Is a paperless office right for you?
Before jumping on the paperless bandwagon, you might want to think through the process and determine if this change is the change you need. Our sister site, BusinessZone, took a look at the benefits and costs of implementing a paperless office.
The concept of the paperless office is great in theory, but perfection is difficult to achieve. Anticipated high initial costs and complicated operational and process changes might make going paperless seem unattainable and are probably enough to put most firms off. Don't hesitate to start by converting to a semi-paperless office instead.
Here are some of the benefits:
- Ability to access client data within seconds improving service and efficiency.
- Less physical storage required.
- Automated systems and processes resulting in reduced time and increased profits on assignments.
- Firmwide procedures and policies forcing departments to work consistently.

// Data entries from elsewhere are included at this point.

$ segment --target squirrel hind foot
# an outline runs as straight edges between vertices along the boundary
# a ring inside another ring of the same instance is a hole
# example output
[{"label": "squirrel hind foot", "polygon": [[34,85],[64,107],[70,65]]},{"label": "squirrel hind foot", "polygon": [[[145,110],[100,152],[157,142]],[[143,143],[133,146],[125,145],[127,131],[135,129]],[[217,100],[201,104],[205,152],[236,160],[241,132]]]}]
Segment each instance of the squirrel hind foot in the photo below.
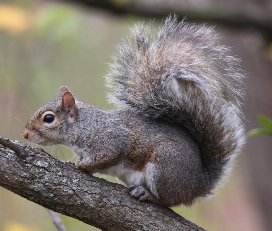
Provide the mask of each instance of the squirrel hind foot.
[{"label": "squirrel hind foot", "polygon": [[128,188],[131,196],[138,198],[138,201],[148,200],[153,203],[158,203],[154,197],[144,187],[140,185],[131,185]]}]

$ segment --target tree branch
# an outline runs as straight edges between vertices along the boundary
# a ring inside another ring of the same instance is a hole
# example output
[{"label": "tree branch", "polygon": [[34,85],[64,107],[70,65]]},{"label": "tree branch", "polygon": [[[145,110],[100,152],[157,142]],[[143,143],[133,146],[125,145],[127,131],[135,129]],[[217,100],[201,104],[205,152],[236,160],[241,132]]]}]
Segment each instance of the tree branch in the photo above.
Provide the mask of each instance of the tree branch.
[{"label": "tree branch", "polygon": [[0,186],[31,201],[103,230],[204,230],[169,208],[132,198],[122,185],[14,142],[29,156],[0,144]]},{"label": "tree branch", "polygon": [[234,27],[250,27],[272,35],[272,16],[266,6],[253,2],[243,3],[234,8],[213,1],[206,4],[190,3],[190,1],[139,1],[131,0],[120,4],[117,0],[62,0],[85,6],[109,10],[118,15],[132,14],[149,18],[164,18],[175,13],[182,19],[212,22]]}]

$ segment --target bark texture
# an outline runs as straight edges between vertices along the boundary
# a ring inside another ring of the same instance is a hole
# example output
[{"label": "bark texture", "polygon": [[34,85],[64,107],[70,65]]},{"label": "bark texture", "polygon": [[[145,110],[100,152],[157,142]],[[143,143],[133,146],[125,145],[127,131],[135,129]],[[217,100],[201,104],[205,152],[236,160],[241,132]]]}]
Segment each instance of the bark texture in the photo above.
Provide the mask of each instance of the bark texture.
[{"label": "bark texture", "polygon": [[169,208],[138,202],[122,185],[13,142],[28,155],[20,157],[0,144],[0,186],[29,200],[103,230],[205,230]]}]

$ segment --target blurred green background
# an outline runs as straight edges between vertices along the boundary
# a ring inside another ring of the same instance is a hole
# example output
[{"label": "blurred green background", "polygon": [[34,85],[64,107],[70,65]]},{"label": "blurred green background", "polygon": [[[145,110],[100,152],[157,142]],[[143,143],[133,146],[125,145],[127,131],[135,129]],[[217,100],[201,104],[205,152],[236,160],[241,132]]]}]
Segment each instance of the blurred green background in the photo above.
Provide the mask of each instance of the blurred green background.
[{"label": "blurred green background", "polygon": [[[114,107],[107,103],[103,76],[114,45],[140,20],[148,20],[54,1],[0,2],[0,135],[25,142],[24,125],[63,85],[86,102]],[[75,160],[62,146],[44,149],[59,159]],[[239,165],[216,197],[174,210],[210,231],[264,230],[246,167]],[[100,230],[61,216],[68,231]],[[1,231],[48,230],[56,229],[45,209],[0,188]]]}]

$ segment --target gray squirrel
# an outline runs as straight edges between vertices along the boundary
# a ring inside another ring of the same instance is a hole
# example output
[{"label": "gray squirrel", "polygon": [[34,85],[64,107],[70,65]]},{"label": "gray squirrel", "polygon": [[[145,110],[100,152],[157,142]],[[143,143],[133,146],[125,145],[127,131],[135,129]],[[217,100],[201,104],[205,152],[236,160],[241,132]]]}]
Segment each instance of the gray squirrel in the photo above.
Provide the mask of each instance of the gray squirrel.
[{"label": "gray squirrel", "polygon": [[76,167],[116,177],[140,201],[190,206],[212,195],[245,143],[243,76],[212,28],[169,16],[153,30],[139,23],[118,47],[107,77],[117,108],[84,103],[64,86],[22,135],[69,147]]}]

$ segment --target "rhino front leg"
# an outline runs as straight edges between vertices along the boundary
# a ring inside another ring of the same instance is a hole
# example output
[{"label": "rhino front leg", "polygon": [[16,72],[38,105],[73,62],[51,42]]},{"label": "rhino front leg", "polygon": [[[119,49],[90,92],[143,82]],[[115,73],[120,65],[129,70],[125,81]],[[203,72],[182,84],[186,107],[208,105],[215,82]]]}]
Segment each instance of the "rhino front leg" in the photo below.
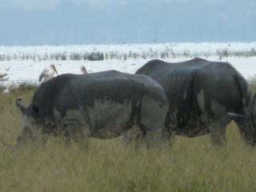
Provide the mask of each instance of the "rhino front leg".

- Remote working made easier.
- Clearer workspaces have had a pleasing effect on staff motivation and productivity.
- Environmental benefits.
Below are ten factors that are important to consider when contemplating upgrading to a semi/fully paperless system:
- Plan, plan, plan. It will take time so do not rush your project.
- Gain the commitment of the entire office. Change really does have to come from the top down.
- Training. This is key to implementation. All staff should be provided with both practical and procedure training.
- Thoroughly test systems prior to going live.
- Implement in stages. People cope more effectively with slow, gradual change.
- Review business processes. Going paperless requires a tough and honest self-appraisal of how your office works and equally importantly where it doesn't.
- Ensure that your IT department is on board and do not underestimate their role in switching to a paperless system.
- Technology investment will aid your transition. If you are going to rely on your computers to save your important data, do you really want to rely on your run down server?
- Stay flexible and well informed. If it does not work on the first attempt, do not give up. Prepare to be constantly assessing, criticizing, and building on your system.
- Don't expect immediate success. Plan to spend the first year planning, testing, and implementing; the second year ironing out kinks and perfecting the systems.
Alexia Whitley, senior audit manager at London-based chartered accountants, Wilder Coe, provided the information in this article from her firm's actual experiences with going paperless.